Sample sheet schema specification

Sample sheet schema files are used by the nf-validation plugin for validation of sample sheet contents and type conversion / channel generation.

The Nextflow schema syntax is based on the JSON schema standard. You can find more information about JSON Schema here:

Official docs: https://json-schema.org
Excellent "Understanding JSON Schema" docs: https://json-schema.org/understanding-json-schema

Schema structure

Validation by the plugin works by parsing the supplied file contents into a groovy object, then passing this to the JSON schema validation library. As such, the structure of the schema must match the structure of the parsed file.

Typically, sample sheets are CSV files, with fields represented as columns and samples as rows. TSV and simple unnested YAML files are also supported by the plugin.

Warning

Nested YAML files can be validated with the validateParameters() function, but cannot be converted to a channel with .fromSamplesheet().

In this case, the parsed object will be an array (see JSON schema docs). The array type is associated with an items key which in our case contains a single object. The object has properties, where the keys must match the headers of the CSV file.

So, for CSV sample sheets, the top-level schema should look something like this:

{
  "$schema": "http://json-schema.org/draft-07/schema",
  "type": "array",
  "items": {
    "type": "object",
    "properties": {
      "field_1": { "type": "string" },
      "field_2": { "type": "string" }
    }
  }
}

If your sample sheet has a different format (for example, a simple YAML file), you will need to build your schema to match the parsed structure.

Properties

Every array object will contain keys for each field. Each field should be described as an element in the object properties section.

The keys of each property must match the header text used in the sample sheet.

Fields that are present in the sample sheet, but not in the schema will be ignored and produce a warning.

Tip

The order of columns in the sample sheet is not relevant, as long as the header text matches.

Warning

The order of properties in the schema is important.
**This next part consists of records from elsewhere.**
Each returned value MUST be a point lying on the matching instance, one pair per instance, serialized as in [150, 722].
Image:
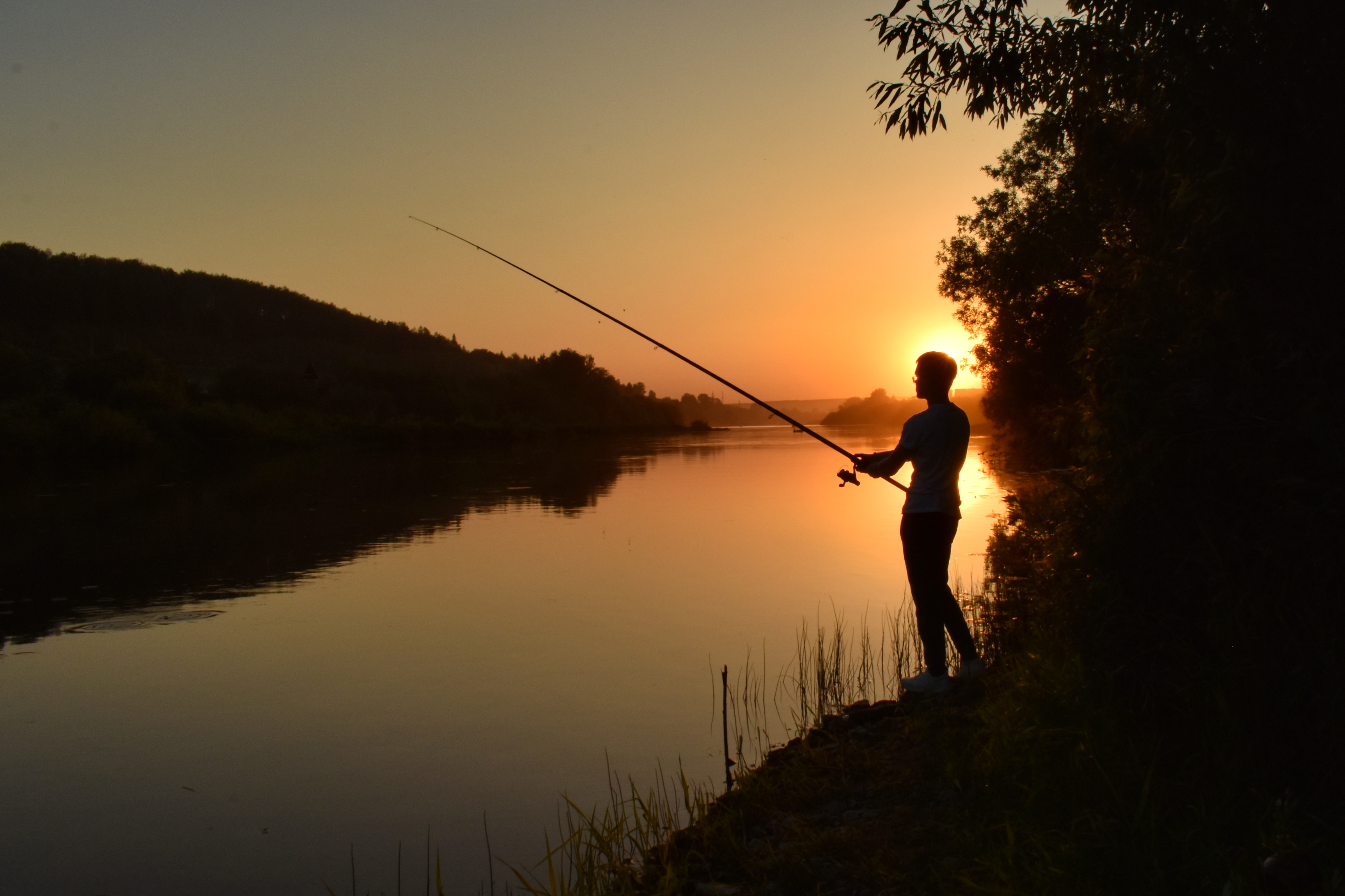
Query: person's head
[935, 373]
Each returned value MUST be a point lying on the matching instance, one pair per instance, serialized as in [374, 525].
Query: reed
[627, 845]
[623, 847]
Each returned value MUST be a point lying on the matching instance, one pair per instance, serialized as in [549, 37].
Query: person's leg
[953, 618]
[927, 547]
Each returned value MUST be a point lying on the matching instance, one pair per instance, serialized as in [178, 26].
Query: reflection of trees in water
[83, 549]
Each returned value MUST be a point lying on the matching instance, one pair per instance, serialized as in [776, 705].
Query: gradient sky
[709, 171]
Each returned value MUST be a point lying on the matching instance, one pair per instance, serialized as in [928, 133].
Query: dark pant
[927, 546]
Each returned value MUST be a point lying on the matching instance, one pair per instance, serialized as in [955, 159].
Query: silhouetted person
[935, 442]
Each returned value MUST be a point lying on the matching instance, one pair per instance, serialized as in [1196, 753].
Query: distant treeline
[114, 358]
[884, 409]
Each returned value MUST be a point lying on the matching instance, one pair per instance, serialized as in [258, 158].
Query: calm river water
[218, 684]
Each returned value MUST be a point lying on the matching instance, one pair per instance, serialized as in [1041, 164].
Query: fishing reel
[848, 477]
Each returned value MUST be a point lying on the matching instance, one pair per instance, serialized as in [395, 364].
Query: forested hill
[887, 410]
[116, 358]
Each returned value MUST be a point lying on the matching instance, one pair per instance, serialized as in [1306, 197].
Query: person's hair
[941, 369]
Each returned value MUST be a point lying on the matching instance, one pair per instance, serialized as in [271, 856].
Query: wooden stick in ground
[728, 764]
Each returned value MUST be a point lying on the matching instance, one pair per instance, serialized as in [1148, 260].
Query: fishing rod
[845, 476]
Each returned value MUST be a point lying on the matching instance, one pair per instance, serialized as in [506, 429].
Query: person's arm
[884, 463]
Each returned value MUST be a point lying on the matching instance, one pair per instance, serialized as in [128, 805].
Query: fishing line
[846, 476]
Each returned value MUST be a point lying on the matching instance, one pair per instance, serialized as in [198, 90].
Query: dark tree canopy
[1153, 281]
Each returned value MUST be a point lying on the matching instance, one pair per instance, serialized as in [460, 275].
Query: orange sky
[711, 171]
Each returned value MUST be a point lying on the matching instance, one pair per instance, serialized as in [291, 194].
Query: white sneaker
[970, 669]
[926, 683]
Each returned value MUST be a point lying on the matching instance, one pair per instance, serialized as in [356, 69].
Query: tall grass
[626, 847]
[623, 847]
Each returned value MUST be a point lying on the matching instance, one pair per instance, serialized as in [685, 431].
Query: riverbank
[1047, 776]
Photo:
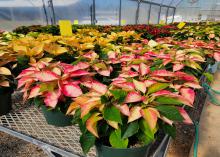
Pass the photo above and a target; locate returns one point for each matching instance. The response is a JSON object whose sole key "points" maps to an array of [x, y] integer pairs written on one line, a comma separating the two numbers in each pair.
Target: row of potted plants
{"points": [[119, 88]]}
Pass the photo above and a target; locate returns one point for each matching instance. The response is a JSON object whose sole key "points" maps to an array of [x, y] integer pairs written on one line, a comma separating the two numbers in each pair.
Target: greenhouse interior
{"points": [[109, 78]]}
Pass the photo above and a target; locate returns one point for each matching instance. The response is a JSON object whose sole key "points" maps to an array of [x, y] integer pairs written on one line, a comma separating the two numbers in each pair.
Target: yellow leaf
{"points": [[72, 108], [5, 71], [54, 49], [47, 59], [113, 124], [21, 49], [32, 60], [65, 28], [5, 84]]}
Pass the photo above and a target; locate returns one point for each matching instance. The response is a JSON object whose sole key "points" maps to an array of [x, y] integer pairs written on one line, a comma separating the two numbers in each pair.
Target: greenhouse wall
{"points": [[14, 13]]}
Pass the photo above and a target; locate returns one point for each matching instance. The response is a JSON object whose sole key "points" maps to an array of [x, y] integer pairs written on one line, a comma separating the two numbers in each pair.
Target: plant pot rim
{"points": [[134, 148]]}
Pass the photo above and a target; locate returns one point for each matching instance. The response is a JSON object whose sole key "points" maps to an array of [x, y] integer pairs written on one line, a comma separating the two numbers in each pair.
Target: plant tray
{"points": [[28, 123]]}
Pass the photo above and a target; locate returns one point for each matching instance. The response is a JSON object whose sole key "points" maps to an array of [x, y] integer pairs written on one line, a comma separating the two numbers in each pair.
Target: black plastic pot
{"points": [[105, 151], [5, 100], [56, 118]]}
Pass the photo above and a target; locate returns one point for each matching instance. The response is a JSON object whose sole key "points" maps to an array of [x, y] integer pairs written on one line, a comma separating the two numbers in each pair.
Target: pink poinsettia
{"points": [[53, 81]]}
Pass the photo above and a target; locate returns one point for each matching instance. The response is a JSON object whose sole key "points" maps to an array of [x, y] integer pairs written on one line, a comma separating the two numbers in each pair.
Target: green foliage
{"points": [[131, 130], [112, 113], [209, 76], [170, 112], [116, 140], [157, 86], [168, 100], [146, 135], [119, 95], [87, 140]]}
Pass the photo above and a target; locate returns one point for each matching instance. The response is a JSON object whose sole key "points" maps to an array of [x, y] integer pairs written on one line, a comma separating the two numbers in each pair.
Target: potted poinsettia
{"points": [[122, 119], [5, 90], [52, 87]]}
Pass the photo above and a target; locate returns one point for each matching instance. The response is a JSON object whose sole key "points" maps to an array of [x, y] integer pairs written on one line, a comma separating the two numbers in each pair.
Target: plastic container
{"points": [[56, 118], [105, 151], [5, 100]]}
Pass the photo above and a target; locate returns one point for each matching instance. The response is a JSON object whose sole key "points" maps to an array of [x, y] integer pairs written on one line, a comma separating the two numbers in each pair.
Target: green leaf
{"points": [[170, 112], [119, 95], [113, 114], [148, 135], [157, 86], [168, 100], [47, 87], [104, 99], [23, 60], [87, 140], [169, 129], [85, 118], [116, 141], [145, 140], [131, 130], [209, 76], [38, 102]]}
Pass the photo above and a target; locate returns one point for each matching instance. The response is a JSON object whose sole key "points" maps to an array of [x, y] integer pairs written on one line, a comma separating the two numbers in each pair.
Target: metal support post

This order defines the order of output channel properties when using the fromSamplesheet channel factory.

Common keys

The majority of schema keys for sample sheet schema validation are identical to the Nextflow schema. For example: type, pattern, format, errorMessage, exists and so on.

Please refer to the Nextflow schema specification docs for details.

Tip

Sample sheets are commonly used to define input file paths. Be sure to set "type": "string" and "format": "file-path" for these properties, so that nf-validation correctly returns this sample sheet field as a Nextflow.file object.

When using the file-path-pattern format for a globbing pattern, a list will be created with all files found by the globbing pattern. See here for more information.

Sample sheet keys

Below are the properties that are specific to sample sheet schema. These exist in addition to those described in the Nextflow schema specification.

`meta`

Type: List

The current field will be considered a meta value when this parameter is present. This parameter should contain a list of the meta fields to assign this value to. The default is no meta for each field.

For example:

{
  "meta": ["id", "sample"]
}

will convert the field value to a meta value, resulting in the channel [[id:value, sample:value]...] See here for an example in the sample sheet.

`unique`

Type: Boolean or List

Whether or not the field should contain a unique value over the entire sample sheet.

Default: false

Can be true, in which case the value for this field should be unique for all samples in the sample sheet.
Can be supplied with a list of field names, containing other field names that should be unique in combination with the current field.

Example

Consider the following example:

"properties": {
  "field1": { "unique": true },
  "field2": { "unique": ["field1"] }
}

field1 needs to be unique in this example. field2 needs to be unique in combination with field1. So for a sample sheet like this:

field1,field2
value1,value2
value1,value3
value1,value2

..both checks will fail.

field1 isn't unique since value1 has been found more than once.
field2 isn't unique in combination with field1 because the value1,value2 combination has been found more than once.

See schema_input.json#L48-L55 for an example in one of the plugin test-fixture sample sheets.

`deprecated`

Type: Boolean

A boolean variable stating that the field is deprecated and will be removed in the nearby future. This will throw a warning to the user that the current field is deprecated. The default value is false.

Example:

"field": {
    "deprecated": true
}

will show a warning stating that the use of field is deprecated:

The 'field' field is deprecated and
will no longer be used in the future.
Please check the official documentation
of the pipeline for more information.

`dependentRequired`

Type: List

See JSON Schema docs

A list containing names of other fields. The validator will check if these fields are filled in and throw an error if they aren't, but only when the field dependentRequired belongs to is filled in.

Example

"field1": {
    "dependentRequired": ["field2"]
},
"field2": {}

will check if field2 is given when field1 has a value. So for example:

field1,field2
value1,value2
value1,
,value2

The first row will pass the check because both fields are set.
The second row will fail because field1 is set, but field2 isn't and field1 is dependent on field2.
The third row will pass the check because field1 isn't set.

See here for an example in the sample sheet.